In June 1928, Bracey won both sprint events at the 1928 NCAA Men's Track and Field Championships with times of 9.6 seconds in the 100-yard race and 20.9 seconds in the 220-yard race. He was the first athlete from Rice to win an NCAA track championship in any event, and it was 1938 before another Rice athlete (Fred Wolcott) accomplished the feat.

He qualified for the U.S. Olympic team in 1928 and traveled with the team to the 1928 Summer Olympics in Amsterdam. He finished fifth in the semifinals of the 100-meter race at the Olympic games with a time of 10.8 seconds. He was the first Rice athlete to compete in the Olympic games; it was 1948 before another Rice athlete competed in the Olympics.

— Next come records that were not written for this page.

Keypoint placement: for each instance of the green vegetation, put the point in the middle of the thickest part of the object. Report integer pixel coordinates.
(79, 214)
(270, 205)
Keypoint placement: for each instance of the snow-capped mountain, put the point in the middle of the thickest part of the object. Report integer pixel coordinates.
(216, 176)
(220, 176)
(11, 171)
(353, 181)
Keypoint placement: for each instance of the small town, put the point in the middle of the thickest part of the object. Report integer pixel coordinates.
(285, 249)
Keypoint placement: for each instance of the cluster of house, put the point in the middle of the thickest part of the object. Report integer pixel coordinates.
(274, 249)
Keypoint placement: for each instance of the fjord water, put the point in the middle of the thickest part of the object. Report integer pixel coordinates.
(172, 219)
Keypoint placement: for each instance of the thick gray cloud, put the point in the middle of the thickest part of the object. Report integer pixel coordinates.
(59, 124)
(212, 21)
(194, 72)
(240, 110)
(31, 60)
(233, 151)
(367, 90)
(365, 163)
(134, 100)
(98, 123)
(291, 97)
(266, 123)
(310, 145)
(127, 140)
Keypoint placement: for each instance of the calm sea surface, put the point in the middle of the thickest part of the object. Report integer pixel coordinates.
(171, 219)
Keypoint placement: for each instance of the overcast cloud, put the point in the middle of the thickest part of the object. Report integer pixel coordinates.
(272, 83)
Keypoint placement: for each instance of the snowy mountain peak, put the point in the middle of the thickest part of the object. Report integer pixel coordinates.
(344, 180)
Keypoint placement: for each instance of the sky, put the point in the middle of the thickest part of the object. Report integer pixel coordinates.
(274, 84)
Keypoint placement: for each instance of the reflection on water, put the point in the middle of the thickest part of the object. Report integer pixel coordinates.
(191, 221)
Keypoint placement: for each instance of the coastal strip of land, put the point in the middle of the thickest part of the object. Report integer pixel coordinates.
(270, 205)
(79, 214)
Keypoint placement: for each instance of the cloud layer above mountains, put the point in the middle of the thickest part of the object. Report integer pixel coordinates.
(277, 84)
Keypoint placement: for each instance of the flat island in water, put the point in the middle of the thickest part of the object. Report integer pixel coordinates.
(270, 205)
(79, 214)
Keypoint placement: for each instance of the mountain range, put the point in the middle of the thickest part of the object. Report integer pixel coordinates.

At the Texas Relays in March 1929, Bracey tied the world record in the 100-yard sprint with a time of 9.5 seconds. The next day, he ran the event in 9.4 seconds, but the record was not recognized due to wind conditions. Football coach Knute Rockne officiated the sprint event in which Bracey's world record was disallowed due to wind conditions. Rockne told reporters that Bracey was the best sprinter he had seen and added: "Bracey is a streak. He is as good as any of them off the marks and runs the last 40 yards faster than any man I ever saw. He had the wind with him when he did 9.4 at Dallas but on both that occasion and the day before he beat George Simpson of Ohio State by about four yards. You all know how good Simpson is."

At the 1929 NCAA Men's Track and Field Championships, Bracey lost his title in the sprint events as Ohio State's George Simpson won both events, and Bracey finished second in the 100-yard race and third in the 220-yard event.

Bracey continued to compete through 1932. He tied the world record in the 100-meter race with a time of 10.4 seconds in June 1932. In July 1932, he qualified in the preliminaries of the 100-meter and 200-meter events at the Far Western Olympic team trials at Long Beach, California. However, he was taken to a hospital the following day after an attack of appendicitis and was unable to participate in the finals, which were held while he was in the hospital.

==Death and posthumous honors==
Bracey died in Buckeye, Arizona on September 23, 1940, leaving behind wife, Anna Bess Singleton Bracey and daughter, Linda Anne Bracey (Mulpagano) who was 4 months of age at the time of her father's death.

In 1970, Bracey was selected as one of the initial inductees into the Rice Athletic Hall of Fame.